Weighing in at a mere $20 per person, High Bank's three-course menu is so tantalizing, you'll struggle to pick just one dish from each. Believe me, I certainly did.

Course 1: Choice of Garden Salad, Nacho Fries, Loaded Baked Potato, Five Ways Spaghetti

With great power (being tasked with choosing just one starter) comes great responsibility (making sure I pick the best). Luckily, there really is no wrong move.

Ever had Taco Bell's Nacho Fries? High Bank's are better. Crispy, battered fries smothered in melty queso, seasoned beef, refried beans, and a generous heap of sour cream make for an elevated, indulgent, heavyweight starter. The portion is definitely big enough to share, but I wouldn't blame you if you didn't.

Course 2: Choice of High Bank Bacon Cheeseburger, Queso-Rito, Spicy Chicken Sandwich, High Bank Bowl

Since stick-to-your-bones food is officially back in season, you have to get down to High Bank for their fried chicken menu items. The chicken is battered using an incredibly light and crunchy buttermilk, fried, then dusted with cayenne that leaves a warm glow on your palate—not too hot, not too mild.

Restaurant Week features two chicken entrees: the Spicy Chicken Sandwich and the High Bank Bowl.

The sandwich is an instant comfort food classic, but the High Bank Bowl is like the designer version of KFC's Famous Bowl. The mashed potatoes are perfectly salted and buttered, the sweet corn adds just the right amount of sweetness and pop, and the cheese and gravy culminate into a savory sauce. Colonel Sanders would be impressed.

Course 3: Choice of Mint Chocolate Sandwich, Snickerdoodle Sandwich, Oreo Sandwich

At this point, I was almost too full to function, but I had to press on. To absolutely no one's surprise, High Bank's third course did not disappoint.

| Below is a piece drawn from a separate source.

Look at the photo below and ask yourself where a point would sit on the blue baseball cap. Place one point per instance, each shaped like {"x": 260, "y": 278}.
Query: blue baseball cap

The Snickerdoodle Sandwich came with two perfectly under-baked snickerdoodle cookies bookending a lump of hard-dip butter pecan ice cream. Drizzles of white chocolate over top sent this dessert into the winner's circle.

I can't remember the last time I felt so repleted, but I'd do it again in a heartbeat, and so should you. At just $20 a head, this is a deal you can't afford to miss.